In politically motivated mass murders, like Anders Behring Breivik in Norway or Wade Michael Page in the U.S., we can at least get a vague sense of the killer’s motivations, some glimmer of the fears or hatreds that might lead a person to commit such a monstrous act. But the Newtown shooting seems more paralyzingly awful by its sheer senselessness. What on earth could cause someone to attack an elementary school, to gun down innocent children? What grudge against them could have been burning inside him?

In light of the awful inexplicability of the crime, many people thought mental illness was the natural explanation – that only a badly impaired reasoning system, a fatal loss of contact with reality, could have caused it. That’s certainly a possibility, but it would be wrong to declare it the only answer. We have no idea what was going on in the killer’s mind, and other mass shootings have been committed by people who showed no signs of mental illness. The fact is that we simply don’t know, and since the shooter committed suicide, we likely never will. That ignorance is and should be a torment, but being a rationalist means acknowledging that not all facts are discoverable.

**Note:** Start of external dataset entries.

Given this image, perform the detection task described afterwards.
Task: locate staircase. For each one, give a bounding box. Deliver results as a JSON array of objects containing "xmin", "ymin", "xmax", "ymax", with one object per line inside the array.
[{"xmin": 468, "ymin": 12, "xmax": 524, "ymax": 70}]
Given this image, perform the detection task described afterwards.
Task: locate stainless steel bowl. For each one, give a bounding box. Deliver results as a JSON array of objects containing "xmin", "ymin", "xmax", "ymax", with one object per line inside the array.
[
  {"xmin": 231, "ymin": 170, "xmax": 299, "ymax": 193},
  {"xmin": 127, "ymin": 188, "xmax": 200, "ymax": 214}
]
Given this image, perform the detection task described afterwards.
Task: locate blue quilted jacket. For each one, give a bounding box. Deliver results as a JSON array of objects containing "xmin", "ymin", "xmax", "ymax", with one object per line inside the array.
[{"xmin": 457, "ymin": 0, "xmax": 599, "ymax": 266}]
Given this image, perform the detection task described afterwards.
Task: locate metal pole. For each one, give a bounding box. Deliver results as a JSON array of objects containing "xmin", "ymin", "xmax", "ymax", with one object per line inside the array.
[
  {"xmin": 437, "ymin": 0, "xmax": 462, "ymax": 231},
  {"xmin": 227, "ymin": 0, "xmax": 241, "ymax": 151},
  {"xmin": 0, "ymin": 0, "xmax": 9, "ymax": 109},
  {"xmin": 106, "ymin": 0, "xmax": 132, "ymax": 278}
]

If the killer’s motives are a mystery, then there’s only one other rational step to take. Whatever the founders meant in framing the Second Amendment, it’s willfully perverse to argue that it gives individual citizens the right to own any weapon whatsoever, no matter how destructive, with no meaningful checks or limitations. With suitable restrictions, I agree that the Constitution establishes some right to own firearms. But I see no reason whatsoever why private citizens should have assault rifles or guns with high-capacity magazines. These are military weapons whose only purpose is to allow the user to kill a large number of people very quickly. (Even most NRA members support basic regulations on gun ownership.)

But where rational measures run out, irrational ones will always be ready to step into the gap. Just like the last time I wrote about a tragedy like this, we once again have loathsome Christian apologists insinuating that they have magic powers to prevent evil, that this massacre could have been stopped if only we’d made their particular superstitions the law of the land.

There was Albert Mohler, who said that every explanation for this atrocity “must affirm” the existence of original sin and the mythical fall from Eden, and John Piper, who said that these tragedies should compel us all to convert to Christianity. But most repulsive of all was Mike Huckabee – a one-time presidential candidate, let’s not forget – who blamed the shooting on a lack of school prayer:

“We ask why there is violence in our schools, but we have systematically removed God from our schools. Should we be surprised that schools would become places of carnage?”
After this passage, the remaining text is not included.